Oct. 29, 2019 — A pair of new open seats, both from the Democratic side of aisle, emerged over the weekend.
First, in a move that had been speculated upon, Hawaii Rep. Tulsi Gabbard (D-Kailua) announced that she will not seek a fifth term in the House in order to concentrate on her presidential campaign.
Second, freshman California Rep. Katie Hill (D-Agua Dulce/Palmdale), who has been under fire and facing a potential ethics investigation for alleged sexual affairs with members of her congressional staff and campaign team will reportedly resign from Congress at the end of this week. Additionally, her estranged husband is saying she used her past influence to acquire employment contracts for him with the non-profit organization she ran before her election.
Rep. Gabbard, at this point one of the minor presidential candidates, made her mark in the debates for which she qualified to participate. Unless her poll standing improves, she will not be part of the upcoming November and December forums since the Democratic National Committee just announced new polling requirements.
The additional debate conditions mandate that candidates obtain four percent support nationally in a minimum of four designated surveys or attain six percent in two sanctioned polls from the early states, meaning those voting in February: Iowa, New Hampshire, Nevada, and South Carolina.
Recently, local polling suggests that Congresswoman Gabbard’s constituents do not look favorably upon her running for president. Just over 60 percent of the respondents said they preferred she exit the national race. Gabbard was also facing serious congressional primary competition from state Sen. Kai Kahele (D-Hilo).
Polling projected her with a definitive lead, 48-26 percent, according to a late September Public Policy Polling survey of the HI-2 constituency but falling below 50 percent is a clear indication of impending weakness. The study also reported that 38 percent of Democrats would have voted to re-elect Rep. Gabbard, but 50 percent indicated they would support someone new.
Sen. Kahele says he will continue in what is now a new open seat campaign to be decided in the Democratic primary. He had raised over $500,000 for his challenge to Rep. Gabbard and has just under $371,000 remaining in his campaign account at the Sept. 30 reporting deadline.
The Hawaii candidate filing deadline isn’t until June 2 for the Aug. 8 state primary. At this point no other Democratic candidate is coming forward, but we can expect a crowded field once potential contenders have an opportunity to assess their own political options. The 2nd District contains part of Oahu and the remainder of the state’s island chain.

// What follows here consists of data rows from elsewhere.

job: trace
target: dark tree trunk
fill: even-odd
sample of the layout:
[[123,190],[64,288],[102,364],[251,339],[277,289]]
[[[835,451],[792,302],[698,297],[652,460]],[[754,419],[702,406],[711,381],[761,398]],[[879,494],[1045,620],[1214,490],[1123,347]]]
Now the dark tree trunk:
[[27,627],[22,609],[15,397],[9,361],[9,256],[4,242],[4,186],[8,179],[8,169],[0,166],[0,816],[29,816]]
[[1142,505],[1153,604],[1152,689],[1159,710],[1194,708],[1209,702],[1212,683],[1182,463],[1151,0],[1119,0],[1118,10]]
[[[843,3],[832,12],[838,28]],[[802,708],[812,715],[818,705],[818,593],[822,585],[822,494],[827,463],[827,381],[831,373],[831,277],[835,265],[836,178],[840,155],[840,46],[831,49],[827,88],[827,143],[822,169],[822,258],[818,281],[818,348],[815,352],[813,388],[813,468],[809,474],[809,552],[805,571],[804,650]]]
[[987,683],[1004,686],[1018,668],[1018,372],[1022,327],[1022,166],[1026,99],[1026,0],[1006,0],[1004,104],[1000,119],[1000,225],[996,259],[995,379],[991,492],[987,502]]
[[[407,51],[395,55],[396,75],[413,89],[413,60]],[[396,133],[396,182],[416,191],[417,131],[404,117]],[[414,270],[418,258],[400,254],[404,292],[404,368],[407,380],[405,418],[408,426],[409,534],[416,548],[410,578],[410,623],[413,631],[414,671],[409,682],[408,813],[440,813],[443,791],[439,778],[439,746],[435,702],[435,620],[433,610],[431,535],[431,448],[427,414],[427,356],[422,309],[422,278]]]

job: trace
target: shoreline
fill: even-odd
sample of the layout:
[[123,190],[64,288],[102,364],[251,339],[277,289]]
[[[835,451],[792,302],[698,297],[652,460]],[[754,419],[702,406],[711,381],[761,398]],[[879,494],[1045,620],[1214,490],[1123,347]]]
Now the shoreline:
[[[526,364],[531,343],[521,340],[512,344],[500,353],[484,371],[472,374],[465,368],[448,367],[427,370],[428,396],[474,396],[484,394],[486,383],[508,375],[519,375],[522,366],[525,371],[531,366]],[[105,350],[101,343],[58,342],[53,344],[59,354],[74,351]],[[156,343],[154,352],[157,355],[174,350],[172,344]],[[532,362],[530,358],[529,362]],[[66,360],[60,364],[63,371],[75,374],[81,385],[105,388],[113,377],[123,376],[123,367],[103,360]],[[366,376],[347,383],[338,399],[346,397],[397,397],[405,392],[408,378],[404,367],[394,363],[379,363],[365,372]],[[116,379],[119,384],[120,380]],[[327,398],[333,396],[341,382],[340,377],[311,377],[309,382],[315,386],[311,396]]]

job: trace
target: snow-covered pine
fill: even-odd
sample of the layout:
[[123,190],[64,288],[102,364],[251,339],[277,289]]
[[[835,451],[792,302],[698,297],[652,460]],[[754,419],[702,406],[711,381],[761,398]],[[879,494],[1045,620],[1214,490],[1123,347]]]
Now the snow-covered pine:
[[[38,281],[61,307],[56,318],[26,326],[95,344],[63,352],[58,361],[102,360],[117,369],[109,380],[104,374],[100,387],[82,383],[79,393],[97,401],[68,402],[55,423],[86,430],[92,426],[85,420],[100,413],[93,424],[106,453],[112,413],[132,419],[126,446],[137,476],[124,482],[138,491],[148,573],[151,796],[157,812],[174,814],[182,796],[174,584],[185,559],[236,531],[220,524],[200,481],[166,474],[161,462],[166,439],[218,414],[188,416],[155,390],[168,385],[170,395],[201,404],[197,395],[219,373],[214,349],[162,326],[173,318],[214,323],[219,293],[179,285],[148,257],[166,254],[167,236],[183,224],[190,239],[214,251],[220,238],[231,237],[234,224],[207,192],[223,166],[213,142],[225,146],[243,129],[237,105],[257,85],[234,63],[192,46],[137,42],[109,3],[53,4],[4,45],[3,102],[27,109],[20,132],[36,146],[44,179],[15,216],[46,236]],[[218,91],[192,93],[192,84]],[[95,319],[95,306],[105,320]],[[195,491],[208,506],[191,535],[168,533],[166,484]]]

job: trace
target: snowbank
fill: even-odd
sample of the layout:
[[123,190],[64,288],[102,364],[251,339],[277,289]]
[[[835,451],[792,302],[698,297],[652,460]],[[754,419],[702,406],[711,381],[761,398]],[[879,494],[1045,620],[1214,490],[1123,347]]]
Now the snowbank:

Rep. Hill’s district political situation is much different. The northern Los Angeles County seat was reliably Republican when originally drawn before the 1992 election. That was the year when former Rep. Buck McKeon (R-Palmdale) was originally elected, and he would win 10 more elections in the 25th CD. After he retired, state legislator Steve Knight (R) won the seat and held it for two terms until Hill unseated him in November.
The district began turning, however, as far back as 2008 when then-Sen. Barack Obama nipped John McCain here by one percentage point. The 25th turned back to the Republicans four years later when Mitt Romney topped President Obama, 50-38 percent, but then flipped once more in 2020 when Hillary Clinton beat Donald Trump, 50-44 percent.
While the district that mostly lies in LA County with a sliver of Ventura County has a Republican history, the most recent trends suggest an impending special election will at least begin as a lean Democrat seat. The special election winner will serve the balance of the current term, and it’s likely that March 3, which would allow the governor to schedule the election concurrently with the state primary, will either become the special primary or more likely the general election date.
The total House open seat count now grows to 29, with four vacant once Rep. Hill leaves office. Republicans still must protect the preponderance of the incumbent-less districts, 20 of 29, but only eight including CA-25, can be considered highly competitive. At this point, it appears that 14 of the open seats are safe or likely Republican, with seven of the nine Democratic openings being considered a lock for the eventual Democratic nominee.